On the phone, Bobby’s relative calls to ask if he’s bored of Hollywood already. Bobby responds, ‘I’m kind of half bored, half fascinated’. That is perhaps how I felt watching Café Society.
The tale follows Bobby (Jesse Eisenberg), who unsurprisingly comes from a Jewish family residing in New York City. Wanting more from life than just working for his father, he moves to Hollywood to work for his uncle Phil (Steve Carrell), a talent agent in show business. Here Bobby falls for Phil’s secretary Vonnie (Kristen Stewart), attracted to her down-to-earth nature amidst the fakery and pretentiousness of Hollywood. Unbeknown to Bobby, Vonnie is already in a relationship with someone very close to him. Thus proceeds this story of love, loss and longing from coast to coast, all set against the backdrop of an era of celebrity and excess narrated every now and again by the voice of director Woody Allen.

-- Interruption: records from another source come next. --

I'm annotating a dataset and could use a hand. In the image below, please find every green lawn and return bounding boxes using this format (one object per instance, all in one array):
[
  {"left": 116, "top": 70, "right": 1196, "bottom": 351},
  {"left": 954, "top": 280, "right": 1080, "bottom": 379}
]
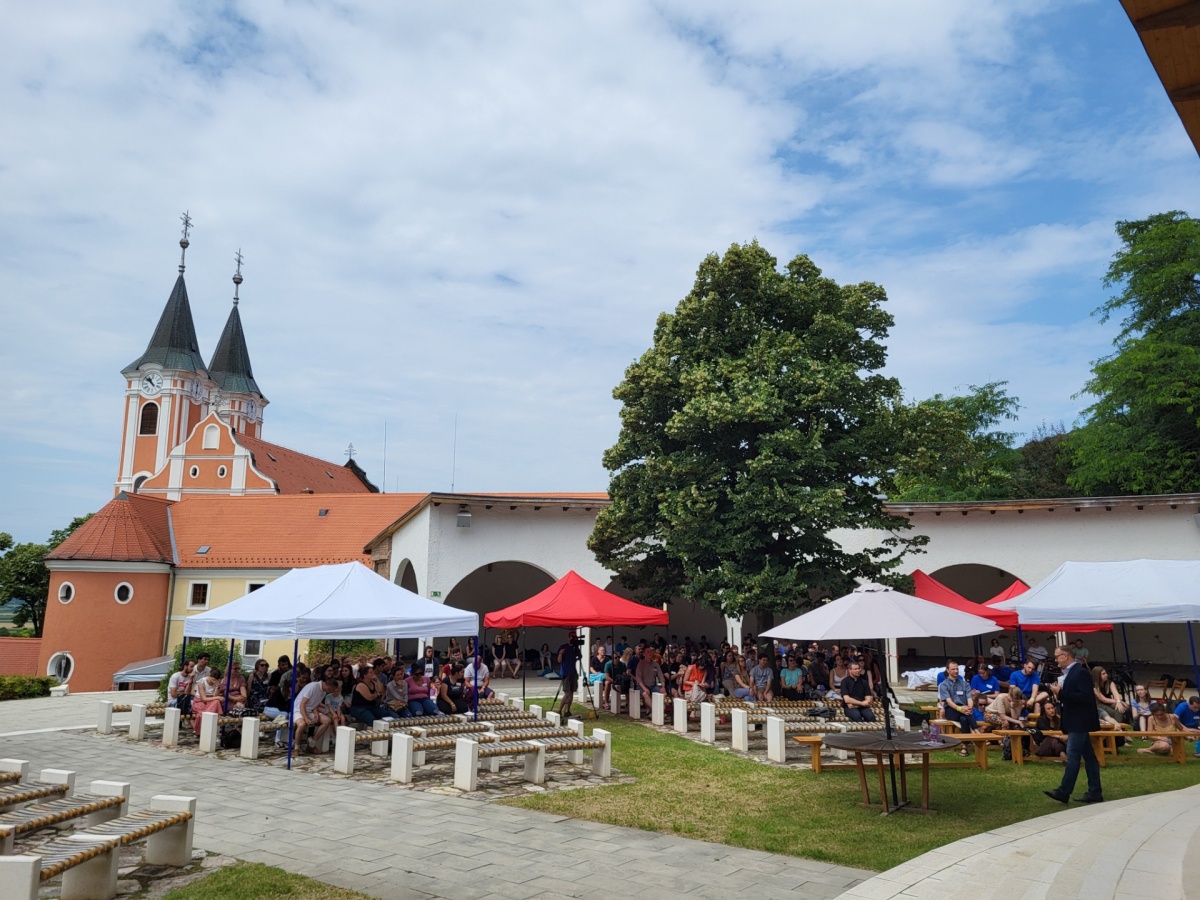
[
  {"left": 166, "top": 863, "right": 366, "bottom": 900},
  {"left": 504, "top": 707, "right": 1200, "bottom": 871}
]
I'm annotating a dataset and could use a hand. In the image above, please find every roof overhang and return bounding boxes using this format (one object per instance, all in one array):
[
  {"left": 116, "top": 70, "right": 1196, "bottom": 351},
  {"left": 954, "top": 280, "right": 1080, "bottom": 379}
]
[{"left": 1121, "top": 0, "right": 1200, "bottom": 152}]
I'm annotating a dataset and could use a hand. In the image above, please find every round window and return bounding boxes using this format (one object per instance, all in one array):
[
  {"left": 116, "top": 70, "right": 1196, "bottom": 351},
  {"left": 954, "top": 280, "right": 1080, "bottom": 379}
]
[{"left": 46, "top": 650, "right": 74, "bottom": 682}]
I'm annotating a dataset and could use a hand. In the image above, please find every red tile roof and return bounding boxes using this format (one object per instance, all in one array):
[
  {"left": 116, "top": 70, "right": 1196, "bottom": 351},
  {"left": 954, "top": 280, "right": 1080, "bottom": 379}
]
[
  {"left": 172, "top": 494, "right": 428, "bottom": 569},
  {"left": 0, "top": 637, "right": 42, "bottom": 674},
  {"left": 46, "top": 493, "right": 174, "bottom": 563},
  {"left": 234, "top": 433, "right": 371, "bottom": 493}
]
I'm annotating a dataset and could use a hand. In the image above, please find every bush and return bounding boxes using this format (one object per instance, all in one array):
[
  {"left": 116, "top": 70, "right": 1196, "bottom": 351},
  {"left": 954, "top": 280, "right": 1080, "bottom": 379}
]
[{"left": 0, "top": 676, "right": 59, "bottom": 700}]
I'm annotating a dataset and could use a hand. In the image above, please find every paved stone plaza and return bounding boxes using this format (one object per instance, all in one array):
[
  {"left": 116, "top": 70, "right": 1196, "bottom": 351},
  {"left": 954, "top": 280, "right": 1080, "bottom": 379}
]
[{"left": 0, "top": 692, "right": 872, "bottom": 900}]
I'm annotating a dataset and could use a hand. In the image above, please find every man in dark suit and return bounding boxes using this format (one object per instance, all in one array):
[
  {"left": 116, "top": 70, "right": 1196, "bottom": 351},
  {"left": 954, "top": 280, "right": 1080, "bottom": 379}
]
[{"left": 1045, "top": 647, "right": 1104, "bottom": 803}]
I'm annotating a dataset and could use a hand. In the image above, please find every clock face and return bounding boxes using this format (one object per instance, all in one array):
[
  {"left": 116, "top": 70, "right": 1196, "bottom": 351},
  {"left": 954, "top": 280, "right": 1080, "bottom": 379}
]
[{"left": 142, "top": 372, "right": 162, "bottom": 397}]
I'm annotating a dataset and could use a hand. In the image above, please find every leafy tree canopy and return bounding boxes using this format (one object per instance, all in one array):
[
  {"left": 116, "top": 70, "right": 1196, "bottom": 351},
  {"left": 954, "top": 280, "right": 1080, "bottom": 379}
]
[
  {"left": 0, "top": 515, "right": 91, "bottom": 636},
  {"left": 1067, "top": 212, "right": 1200, "bottom": 494},
  {"left": 589, "top": 242, "right": 924, "bottom": 624},
  {"left": 888, "top": 382, "right": 1020, "bottom": 503}
]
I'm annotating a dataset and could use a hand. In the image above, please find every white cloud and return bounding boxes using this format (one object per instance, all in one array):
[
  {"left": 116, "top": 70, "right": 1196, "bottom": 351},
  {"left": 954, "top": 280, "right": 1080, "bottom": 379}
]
[{"left": 0, "top": 0, "right": 1198, "bottom": 538}]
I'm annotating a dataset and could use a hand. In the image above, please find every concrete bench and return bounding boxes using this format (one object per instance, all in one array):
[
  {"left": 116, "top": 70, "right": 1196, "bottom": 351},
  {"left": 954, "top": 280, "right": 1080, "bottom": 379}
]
[
  {"left": 454, "top": 738, "right": 546, "bottom": 791},
  {"left": 0, "top": 769, "right": 74, "bottom": 811},
  {"left": 0, "top": 794, "right": 196, "bottom": 900},
  {"left": 0, "top": 781, "right": 130, "bottom": 856}
]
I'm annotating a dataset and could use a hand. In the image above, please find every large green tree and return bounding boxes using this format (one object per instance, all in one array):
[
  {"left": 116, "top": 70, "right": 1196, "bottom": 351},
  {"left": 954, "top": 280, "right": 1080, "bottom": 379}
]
[
  {"left": 887, "top": 382, "right": 1020, "bottom": 503},
  {"left": 588, "top": 242, "right": 923, "bottom": 626},
  {"left": 1067, "top": 212, "right": 1200, "bottom": 494},
  {"left": 0, "top": 515, "right": 91, "bottom": 637}
]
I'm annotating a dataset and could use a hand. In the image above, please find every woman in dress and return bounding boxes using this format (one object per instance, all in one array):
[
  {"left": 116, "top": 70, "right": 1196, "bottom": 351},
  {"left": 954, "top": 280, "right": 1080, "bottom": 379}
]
[
  {"left": 192, "top": 668, "right": 224, "bottom": 737},
  {"left": 1129, "top": 684, "right": 1152, "bottom": 731},
  {"left": 404, "top": 661, "right": 445, "bottom": 716},
  {"left": 1092, "top": 666, "right": 1129, "bottom": 728}
]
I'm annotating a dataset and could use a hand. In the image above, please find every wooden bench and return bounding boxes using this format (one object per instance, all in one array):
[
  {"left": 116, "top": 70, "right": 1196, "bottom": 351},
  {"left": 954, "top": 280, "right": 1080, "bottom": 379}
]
[
  {"left": 454, "top": 738, "right": 546, "bottom": 791},
  {"left": 0, "top": 781, "right": 130, "bottom": 856},
  {"left": 0, "top": 794, "right": 196, "bottom": 900},
  {"left": 0, "top": 769, "right": 74, "bottom": 811}
]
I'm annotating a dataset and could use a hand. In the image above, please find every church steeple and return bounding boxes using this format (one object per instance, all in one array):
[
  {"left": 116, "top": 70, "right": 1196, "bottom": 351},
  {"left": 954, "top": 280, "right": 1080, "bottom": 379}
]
[
  {"left": 115, "top": 212, "right": 212, "bottom": 493},
  {"left": 209, "top": 250, "right": 268, "bottom": 438},
  {"left": 209, "top": 250, "right": 262, "bottom": 396},
  {"left": 121, "top": 212, "right": 204, "bottom": 376}
]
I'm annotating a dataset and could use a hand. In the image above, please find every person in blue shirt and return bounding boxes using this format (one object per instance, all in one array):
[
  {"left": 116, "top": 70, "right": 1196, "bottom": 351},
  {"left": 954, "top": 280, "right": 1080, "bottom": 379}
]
[
  {"left": 971, "top": 662, "right": 1000, "bottom": 701},
  {"left": 1008, "top": 659, "right": 1050, "bottom": 710},
  {"left": 1175, "top": 697, "right": 1200, "bottom": 731}
]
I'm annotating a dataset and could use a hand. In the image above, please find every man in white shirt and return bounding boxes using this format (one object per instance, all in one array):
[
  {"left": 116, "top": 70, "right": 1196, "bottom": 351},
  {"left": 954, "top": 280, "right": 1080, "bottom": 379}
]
[
  {"left": 167, "top": 660, "right": 196, "bottom": 707},
  {"left": 295, "top": 678, "right": 341, "bottom": 750},
  {"left": 462, "top": 658, "right": 493, "bottom": 700}
]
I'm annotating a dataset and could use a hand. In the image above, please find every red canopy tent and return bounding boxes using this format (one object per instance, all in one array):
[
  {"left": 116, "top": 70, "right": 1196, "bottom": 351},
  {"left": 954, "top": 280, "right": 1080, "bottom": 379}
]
[
  {"left": 984, "top": 581, "right": 1112, "bottom": 635},
  {"left": 912, "top": 569, "right": 1016, "bottom": 628},
  {"left": 484, "top": 570, "right": 667, "bottom": 628}
]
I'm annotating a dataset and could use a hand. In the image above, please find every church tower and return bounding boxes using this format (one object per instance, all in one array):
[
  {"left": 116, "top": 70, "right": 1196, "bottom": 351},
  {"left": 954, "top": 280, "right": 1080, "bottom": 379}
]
[
  {"left": 114, "top": 212, "right": 213, "bottom": 493},
  {"left": 209, "top": 250, "right": 268, "bottom": 438}
]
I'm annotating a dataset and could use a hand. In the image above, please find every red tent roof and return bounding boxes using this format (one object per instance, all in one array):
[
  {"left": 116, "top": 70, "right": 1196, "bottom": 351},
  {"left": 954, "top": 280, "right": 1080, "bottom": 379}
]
[
  {"left": 912, "top": 569, "right": 1016, "bottom": 628},
  {"left": 984, "top": 580, "right": 1112, "bottom": 635},
  {"left": 484, "top": 571, "right": 667, "bottom": 628}
]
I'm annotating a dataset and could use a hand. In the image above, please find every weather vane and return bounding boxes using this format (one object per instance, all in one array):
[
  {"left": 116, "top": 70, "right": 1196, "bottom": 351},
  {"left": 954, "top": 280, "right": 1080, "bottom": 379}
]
[
  {"left": 233, "top": 247, "right": 242, "bottom": 306},
  {"left": 179, "top": 210, "right": 192, "bottom": 275}
]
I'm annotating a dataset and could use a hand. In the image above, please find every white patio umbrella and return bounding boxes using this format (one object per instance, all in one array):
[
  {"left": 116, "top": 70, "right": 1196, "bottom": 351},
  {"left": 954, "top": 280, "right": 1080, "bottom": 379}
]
[
  {"left": 762, "top": 583, "right": 1002, "bottom": 641},
  {"left": 762, "top": 582, "right": 1001, "bottom": 805}
]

A major issue with Café Society is that it is underwhelming in more than one aspect, despite having great potential. For instance, the subjects of the film. The likeability of most characters was lost on me, perhaps because their individual personalities were at large. The appeal of Vonnie, what sets her apart from ‘other girls’, is apparently that she doesn’t fit the stereotypes of women from Hollywood. Was she funny, smart, intriguing? Who knows. She is defined by what she is not. And whilst Vonnie lacks definition, the design of Bobby’s character seems to just be confused. For instance, there was a bizarre scene wherein he calls for a prostitute but then, upon finding out this is her first time, asks her to leave in Woody Allen-esque jittery one liners. Following this scene, these physical and vocal characteristics never return. Eisenberg more or less did a (in fairness, quite good) Woody Allen impression for one scene, then returned to his normal acting thereafter. Bobby wasn’t presented as neurotic or witty in any other instance of the film, but if he was then at least his character would’ve had some sort of substance. Both main characters should have been interesting as they both have access on the peripheries of high society, but just turn out to be rather bland. The additional love interests were also underdeveloped, to the point that I couldn’t decide whether Vonnie and Bobby should be together or see other people as they all seemed equally ‘okay’ (little investment in the love story itself is garnered as it just becomes repetitive and drags on well after the audience has already predicted the fate of the relationship anyway). The more interesting characters were Bobby’s eccentric family members back in New York who were unfortunately underused, only making appearances to enable a few Jewish culture jokes and serve as plot devices.
The humour of the film was, in a way, also underwhelming to some extent. The film seemed too concerned with taking this safe middle-ground on the high class subjects of the film to want to satirise them in dialogue. I understand that the film does wish to pay homage to the era, and as such takes a more sympathetic stance towards the elite. However, Allen could have gone the way of The Purple Rose of Cairo, which wonderfully achieved historical authenticity and showed heartfelt admiration for 1930’s cinema whilst still satirising the tropes of it and the era itself.
The film’s reluctance to make jokes about the obvious leads me to think: perhaps Café Society is generally underwhelming because it has nothing to say. Allen’s narration introduces a collection of the most beautiful and wealthy celebrities, his knowing voice setting up the latter half of the film up for excitement and interesting complications to Vonnie and Bobby’s lives. And yet, nothing particularly amazing happens. There are just a lot of forgettable conversations taking place in an elegant club with jazz playing and drinks flowing. No comment is made on this lifestyle of the privileged either, there is no dissection of what this lifestyle really is – we are only exposed to it to a very basic degree. Whilst the narration promised an exciting peek into this exclusive society, there seems to be no reason for wanting a glimpse in the first place anyway. The characters themselves, such as Blake Lively’s Veronica who comes between the central relationship, are uninteresting. They aren’t wild, they aren’t subversive, they aren’t villainous nor better suited love interests. They just exist in this described social circle which, once shown to us, turns out to not be that fascinating.
Café Society is a good looking, funny enough film about the social elite, the East and West coasts of 1930’s America, family relations and what could be true love – it is a shame then, that Allen found nothing interesting to say about any of it. It is for this reason that there may be no point in watching the film at all, despite it being entirely watchable.